Seit Wochen verfolge ich mit Interesse, wie sich der Garten meines betagten Nachbarn entwickelt. Im Frühling haben seine Verwandten die Gemüse­beete ordentlich angelegt. Seither wachsen und gedeihen Kartoffeln, Gurken und Tomaten prächtig. Doch was mich besonders fasziniert: Weit und breit ist kein Unkraut zu sehen.

Wie schafft es der Rentner bloß, seinen Garten so sauber zu halten? Ich kann mir nicht vorstellen, dass seine Kräfte noch ausreichen, stundenlang auf den Knien zu jäten.

Gestern wurde das Geheimnis gelüftet: Ich beobachtete, wie der alte Herr mit einem Sack Rindenmulch durch den Garten ging und jedes unerwünschte Pflänzchen unter einer dicken Schicht verschwinden ließ. Wirklich unkrautfrei ist der Garten also nicht!

Verhalten wir Menschen uns nicht ähnlich, wenn es um unsere Sünden geht? So wie in jedem Garten Unkraut wächst, gibt es auch in jedem Leben Sünde. Doch statt sie auszureißen, decken wir sie lieber zu - möglichst so, dass niemand etwas bemerkt. Nach außen hin geben wir uns freundlich, fröhlich und hilfs­bereit. Keiner soll uns etwas nachsagen können.

Trotzdem sind wir belastet, unruhig und unglücklich. Wäre es da nicht besser, wenn wir uns - bildlich gesprochen - hinknien würden, um das „Unkraut“ samt Wurzeln zu entfernen?

Wie das geschieht?

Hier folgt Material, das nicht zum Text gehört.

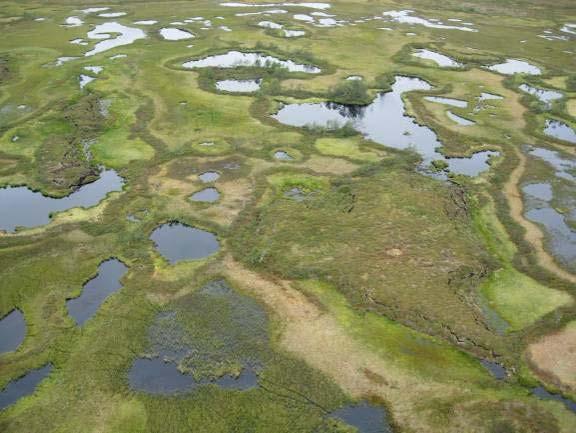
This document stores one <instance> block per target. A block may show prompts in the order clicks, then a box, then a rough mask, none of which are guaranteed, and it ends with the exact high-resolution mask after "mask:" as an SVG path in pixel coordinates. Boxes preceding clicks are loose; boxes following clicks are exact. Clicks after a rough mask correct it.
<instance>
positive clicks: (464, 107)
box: [424, 96, 468, 108]
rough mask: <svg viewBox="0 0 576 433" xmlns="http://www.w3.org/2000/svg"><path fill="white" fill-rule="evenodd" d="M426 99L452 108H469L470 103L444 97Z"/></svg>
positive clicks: (426, 98)
mask: <svg viewBox="0 0 576 433" xmlns="http://www.w3.org/2000/svg"><path fill="white" fill-rule="evenodd" d="M424 99H425V100H426V101H430V102H436V103H438V104H444V105H450V106H451V107H458V108H466V107H467V106H468V102H466V101H463V100H461V99H454V98H444V97H442V96H426V97H425V98H424Z"/></svg>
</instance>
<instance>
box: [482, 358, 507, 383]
mask: <svg viewBox="0 0 576 433" xmlns="http://www.w3.org/2000/svg"><path fill="white" fill-rule="evenodd" d="M480 363H481V364H482V365H483V366H484V368H486V370H488V371H489V372H490V374H491V375H492V376H493V377H494V378H495V379H497V380H504V379H506V377H508V373H507V372H506V369H505V368H504V367H503V366H502V365H501V364H498V363H497V362H493V361H488V360H487V359H481V360H480Z"/></svg>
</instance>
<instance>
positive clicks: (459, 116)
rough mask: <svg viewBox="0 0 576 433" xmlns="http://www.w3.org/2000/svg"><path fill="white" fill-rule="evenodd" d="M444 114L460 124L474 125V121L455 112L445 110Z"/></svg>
mask: <svg viewBox="0 0 576 433" xmlns="http://www.w3.org/2000/svg"><path fill="white" fill-rule="evenodd" d="M446 115H447V116H448V118H449V119H450V120H453V121H454V122H456V123H457V124H458V125H460V126H472V125H476V122H474V121H472V120H469V119H466V118H465V117H462V116H458V115H457V114H454V113H452V112H451V111H450V110H448V111H447V112H446Z"/></svg>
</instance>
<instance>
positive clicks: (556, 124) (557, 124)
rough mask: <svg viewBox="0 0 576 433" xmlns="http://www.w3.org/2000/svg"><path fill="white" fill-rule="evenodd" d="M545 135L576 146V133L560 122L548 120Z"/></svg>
mask: <svg viewBox="0 0 576 433" xmlns="http://www.w3.org/2000/svg"><path fill="white" fill-rule="evenodd" d="M544 134H546V135H548V136H550V137H554V138H557V139H558V140H563V141H567V142H569V143H574V144H576V131H574V129H572V128H571V127H570V126H568V125H567V124H566V123H564V122H560V121H559V120H551V119H548V120H546V123H545V125H544Z"/></svg>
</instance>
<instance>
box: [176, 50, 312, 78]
mask: <svg viewBox="0 0 576 433" xmlns="http://www.w3.org/2000/svg"><path fill="white" fill-rule="evenodd" d="M182 66H183V67H184V68H186V69H195V68H238V67H265V68H268V67H273V66H280V67H282V68H286V69H288V71H290V72H305V73H308V74H319V73H320V72H321V70H320V69H319V68H317V67H316V66H312V65H304V64H299V63H295V62H293V61H292V60H281V59H279V58H277V57H273V56H269V55H266V54H261V53H243V52H241V51H228V52H227V53H225V54H216V55H213V56H208V57H204V58H203V59H199V60H191V61H189V62H186V63H183V64H182Z"/></svg>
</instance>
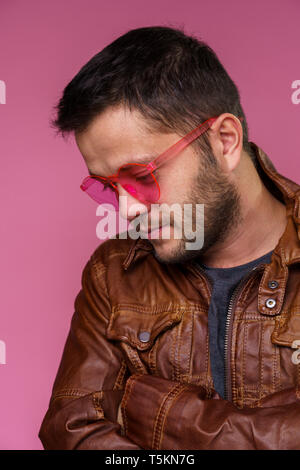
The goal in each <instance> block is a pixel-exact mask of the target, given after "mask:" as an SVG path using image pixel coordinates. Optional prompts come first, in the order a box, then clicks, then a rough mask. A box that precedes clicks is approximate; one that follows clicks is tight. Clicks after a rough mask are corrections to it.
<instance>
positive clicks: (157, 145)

Durch echte Reue und ein aufrichtiges Bekenntnis vor Gott und wenn nötig auch vor den Menschen, denen wir unrecht getan haben. Gott will uns vergeben, wenn wir Ihn darum bitten. Er kann es auch, denn Er hat seinen geliebten Sohn gegeben, der an unserer Stelle bestraft wurde.

So dürfen wir frei ausgehen - jeder, der Gottes Zusage glaubt.